Common factors that can cause cycle disturbances (irregular periods etc) are:

  • Low body fat % to weight
  • Excessive strenuous exercise
  • Extreme dieting
  • Menopause
  • Illness
  • Pregnancy
  • Polycystic ovaries
  • High stress
  • Undiagnosed Gluten sensitivity or celiac disease
  • Undiagnosed auto immune syndrome /disease

Premenstrual Syndrome: 

Premenstrual syndrome (PMS)-occurrence of physiological and/or psychological symptoms during the luteal phase of the menstrual cycle and which are relieved by the onset of menstruation

Common physical symptoms:

Bloating, Weight gain, Mastalgia (breast tenderness), Lack of energy, Headache

Common psychological effects:

Depression, irritability, anxiety, tension, aggression, feeling overwhelmed

Most women will experience mild PMS with 5-8% of the population suffering severe symptoms that disrupt their normal lives.

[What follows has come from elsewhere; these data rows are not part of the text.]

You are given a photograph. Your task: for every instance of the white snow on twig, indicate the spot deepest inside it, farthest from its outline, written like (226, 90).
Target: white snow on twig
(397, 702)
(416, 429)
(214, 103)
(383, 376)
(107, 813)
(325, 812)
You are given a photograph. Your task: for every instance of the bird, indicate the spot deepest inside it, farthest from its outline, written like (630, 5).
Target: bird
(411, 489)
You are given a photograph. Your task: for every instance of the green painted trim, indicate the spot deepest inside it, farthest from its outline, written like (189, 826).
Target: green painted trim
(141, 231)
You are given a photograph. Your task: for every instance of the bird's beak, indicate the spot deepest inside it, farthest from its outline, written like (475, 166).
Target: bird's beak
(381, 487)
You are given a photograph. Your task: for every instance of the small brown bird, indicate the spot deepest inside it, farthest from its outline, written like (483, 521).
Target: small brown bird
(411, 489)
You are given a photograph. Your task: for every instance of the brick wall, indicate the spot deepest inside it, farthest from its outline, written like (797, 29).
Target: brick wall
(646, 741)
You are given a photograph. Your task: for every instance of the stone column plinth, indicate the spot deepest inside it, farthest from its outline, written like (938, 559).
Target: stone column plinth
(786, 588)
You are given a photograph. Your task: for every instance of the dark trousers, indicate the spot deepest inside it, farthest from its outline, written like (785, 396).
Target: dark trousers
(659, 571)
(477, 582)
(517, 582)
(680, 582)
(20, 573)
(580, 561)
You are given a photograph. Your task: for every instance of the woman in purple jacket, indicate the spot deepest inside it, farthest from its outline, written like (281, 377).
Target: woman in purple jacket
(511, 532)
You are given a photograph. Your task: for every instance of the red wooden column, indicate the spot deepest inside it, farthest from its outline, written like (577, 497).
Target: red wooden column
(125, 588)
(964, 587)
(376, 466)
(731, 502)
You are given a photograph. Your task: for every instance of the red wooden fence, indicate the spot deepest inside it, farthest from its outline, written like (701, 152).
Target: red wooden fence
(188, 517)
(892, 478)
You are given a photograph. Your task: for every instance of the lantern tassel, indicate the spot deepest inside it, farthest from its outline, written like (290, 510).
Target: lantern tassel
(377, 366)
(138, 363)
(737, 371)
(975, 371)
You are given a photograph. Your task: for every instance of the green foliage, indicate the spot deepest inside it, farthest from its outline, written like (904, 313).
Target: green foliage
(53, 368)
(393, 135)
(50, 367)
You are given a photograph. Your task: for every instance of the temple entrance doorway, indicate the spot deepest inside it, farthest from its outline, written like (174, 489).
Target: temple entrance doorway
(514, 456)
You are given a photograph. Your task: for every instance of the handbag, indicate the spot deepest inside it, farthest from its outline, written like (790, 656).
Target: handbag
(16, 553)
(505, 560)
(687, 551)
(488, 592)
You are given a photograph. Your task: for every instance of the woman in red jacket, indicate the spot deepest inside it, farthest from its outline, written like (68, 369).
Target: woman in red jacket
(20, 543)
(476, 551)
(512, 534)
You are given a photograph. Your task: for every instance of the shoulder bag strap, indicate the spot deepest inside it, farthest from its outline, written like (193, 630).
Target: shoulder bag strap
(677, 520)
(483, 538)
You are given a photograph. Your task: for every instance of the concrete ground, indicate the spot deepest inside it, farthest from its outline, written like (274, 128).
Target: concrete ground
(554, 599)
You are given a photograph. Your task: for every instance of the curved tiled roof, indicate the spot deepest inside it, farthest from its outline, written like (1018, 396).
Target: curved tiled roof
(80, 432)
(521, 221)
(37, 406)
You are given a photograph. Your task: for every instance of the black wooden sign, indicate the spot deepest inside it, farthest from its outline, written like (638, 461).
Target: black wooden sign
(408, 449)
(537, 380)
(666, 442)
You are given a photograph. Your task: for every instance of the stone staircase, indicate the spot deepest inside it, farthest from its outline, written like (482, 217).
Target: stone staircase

Length of symptoms can vary from a few days to 2 weeks peaking in the 2 days before your menses start.

Charting your cycle can help you understand your ranging symptoms and prepare for the onset of PMS and understand your mood change and feelings of anxiety and emotional peaks. Also to warn those closest to you is coming!!! 🙂


  • Day 1 is 1st day of bleed
  • Day 14-ovulation
  • Day 14-oestrogen and luteinizing hormone peak during ovulation
  • Day 20-28-oestrogen peaks a 2nd time with progesterone….this is when the majority of PMS symptoms peak during the luteal phase
  • Adjust diet to help reduce symptoms
  • Oestrogen may also increase the efficiency of insulin causing hypoglycaemia-sugar/carbohydrate cravings
  • Most women with PMS feel great during the follicular phase or after the start of menses-oestrogen and progesterone along with luteinizing hormone are at their lowest levels
  • LUTEAL PHASE-balanced nutrition, sleep, exercise and stress management are most important during this time 

Adopting a healthy lifestyle should be your first line of treatment for PMS –Here are some tips!

  • Plentiful veg and some fruit
  • Insure you are getting adequate complex carbohydrates-Low GI -raises levels of tryptophan (pre-cursor of serotonin and other neurotransmitters)
  • Plenty of fluids- water preferably
  • Avoid Caffeine
  • Reduce sugar intake
  • Avoid alcohol
  • Reduce salt
  • Achieve a healthy weight-BMI positively associated with PMS
  • Get regular exercise-aerobic exercise can help relieve symptoms during the peak phase 2 days before bleed when at your most unsettled. At all other phases your normal exercise regime will work.
  • Exercise for half an hour, at least five times a week (this is the minimum recommended amount for most adults). Exercise improves your overall health and can help to alleviate depression and tiredness.
  • Stretching and breathing exercises, such as yoga and Pilates, can help you sleep better and reduce your stress levels.
  • Get plenty of sleep
  • Cognitive Behavioural Therapy
  • Stop smoking-increases risk of PMS

Dietary Treatment of PMS

  • Calcium carbonate-1,200mg/day…good evidence
  • Vitamin D-400mg IU/day
  • Vitamin B1 (thiamine)-1.1-1.9mg/day… legumes, nuts and red meat
  • Vitamin B2 (Riboflavin)-1.1-2.5mg/day… 6-7 serving’s riboflavin rich foods such as cow’s milk or soy milk, spinach, red meat. It is better to obtain Vitamins B1 and B2 through food
  • Vitamin E-up to 600IU/day, although limited evidence
  • Magnesium-up to 500mg/day…mixed evidence, may improve mood and decrease water retention
  • Manganese whole grains, nuts, leafy vegetables, and teas
  • Zinc-lowers risk of PMS
  • Iron-high intake non-haem iron associated with decreased PMS, >20mg/day may be helpful
  • Potassium-may actually worsen PMS, more studies needed


Other Supplements

Chaste berry supplement-anti-prolactin effects. May have benefit

Evening primrose oil-Ƴ-linolenic acid (GLA),–500-1,000mg/day is a commonly used PMS reliever

Please speak to your doctor if your symptoms persist or are extreme.